There’s An Invisible Ocean Between These Fossils
We know more about the universe around us than we do about the oceans themselves. It wasn’t until the 1950s that scientists used sonar to map the Atlantic Ocean floor and discovered a series of seamounts – a site of constant volcanic and earthquake activity.
This was crucial evidence supporting the theory of continental drift, suggesting that the Atlantic Ocean has been expanding steadily since the Triassic period, some 230 million years ago.
However, it seems that the story doesn’t end there. Tiny fossils like trilobites – creatures that live on the seafloor – reveal that such ocean expansion has happened before. And this century-old story began in 1888 in Newfoundland, Canada, where paleontologist Charles Doolittle Walcott studied shallow-water trilobites.
Walcott found that the trilobites in eastern Newfoundland were very different from those in western Newfoundland, which was strange because the two areas should have had similar mixing environments.
The differences were so pronounced that he divided them into two “fossil communities”: Atlantic and Pacific, separated by a line down the middle of the island. Scientists later found similar patterns in England, Scotland, Norway, and elsewhere.
Initially, it was thought that an ancient oceanic abyss might have separated these areas, but then disappeared. Things changed when Alfred Wegener’s theory of continental drift was reexamined in 1912. Although initially dismissed, in the 1940s, John Tuzo Wilson reexamined the evidence from the trilobite fossils and found that the Newfoundland separation zone contained layers of compressed and deformed rock—signs of a major continental collision.
This suggests that the two groups of creatures lived on different shores, once separated by a deep ocean called the Iapetus, which closed over time. What remains is the Iapetus suture – a compressed area of rock that shows where the old ocean once stood. Strangely, the Atlantic Ocean today opens right on that suture.
In 1966, Wilson proposed a bold hypothesis: the Atlantic Ocean once closed and then opened again. This gave rise to one of the core theories of plate tectonics – the Wilson Cycle.
It describes how oceans open, close and reopen along old collision boundaries. This process involves eight stages: from continental crust stretching, rift formation, flooding, forming a young ocean like the Red Sea, then maturing into the present-day Atlantic, until the formation of a subduction margin, ocean closure, mountain building and stabilization.
But why do new oceans often open up at old seams?
Because these are weaker than the rest of the continental crust, and are where hot material from the mantle is more likely to push upward. This explains why the Atlantic Ocean opened up along the old Iapetus Line.
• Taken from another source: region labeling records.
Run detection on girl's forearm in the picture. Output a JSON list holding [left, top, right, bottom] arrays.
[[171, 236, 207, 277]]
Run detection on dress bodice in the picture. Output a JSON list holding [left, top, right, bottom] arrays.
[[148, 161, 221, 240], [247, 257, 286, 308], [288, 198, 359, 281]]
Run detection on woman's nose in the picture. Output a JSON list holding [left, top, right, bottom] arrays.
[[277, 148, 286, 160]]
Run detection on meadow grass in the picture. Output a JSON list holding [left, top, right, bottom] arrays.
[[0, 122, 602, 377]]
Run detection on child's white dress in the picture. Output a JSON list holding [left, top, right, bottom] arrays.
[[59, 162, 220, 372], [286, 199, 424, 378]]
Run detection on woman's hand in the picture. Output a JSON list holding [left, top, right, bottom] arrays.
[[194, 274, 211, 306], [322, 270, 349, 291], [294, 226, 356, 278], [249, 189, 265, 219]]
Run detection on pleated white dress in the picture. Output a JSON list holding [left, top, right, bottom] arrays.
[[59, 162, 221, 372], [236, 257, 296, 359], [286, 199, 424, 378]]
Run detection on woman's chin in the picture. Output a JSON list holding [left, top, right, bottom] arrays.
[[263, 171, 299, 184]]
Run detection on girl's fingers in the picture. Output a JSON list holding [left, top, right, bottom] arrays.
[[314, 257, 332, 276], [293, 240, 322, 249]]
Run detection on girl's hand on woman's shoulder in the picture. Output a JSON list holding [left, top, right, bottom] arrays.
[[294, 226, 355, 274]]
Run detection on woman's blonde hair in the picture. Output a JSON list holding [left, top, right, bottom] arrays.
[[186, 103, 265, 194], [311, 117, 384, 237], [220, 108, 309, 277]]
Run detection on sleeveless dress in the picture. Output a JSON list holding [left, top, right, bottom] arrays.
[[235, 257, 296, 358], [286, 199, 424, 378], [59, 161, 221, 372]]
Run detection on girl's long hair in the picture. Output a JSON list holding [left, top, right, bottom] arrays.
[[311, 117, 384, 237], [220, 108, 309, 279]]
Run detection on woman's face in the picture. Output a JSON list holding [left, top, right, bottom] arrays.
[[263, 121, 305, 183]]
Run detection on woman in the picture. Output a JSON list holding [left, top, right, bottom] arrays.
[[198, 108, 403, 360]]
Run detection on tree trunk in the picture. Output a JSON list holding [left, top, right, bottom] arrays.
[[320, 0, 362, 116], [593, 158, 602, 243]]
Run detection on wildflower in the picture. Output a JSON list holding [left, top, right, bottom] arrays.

Today, places like the Rio Grande Rift in the US, the East African Rift Valley, and the rift system in China are in different stages of the Wilson Cycle. And with this knowledge, we can look back to the past to predict the future of the ocean. Changes in the shape of the ocean over time affect tides, currents, and climate – all key factors in the evolution of life.
Trilobites felt the effects of the Wilson Cycle hundreds of millions of years ago – and now the inhabitants of the Atlantic Ocean will be the next to experience the ocean’s circulation.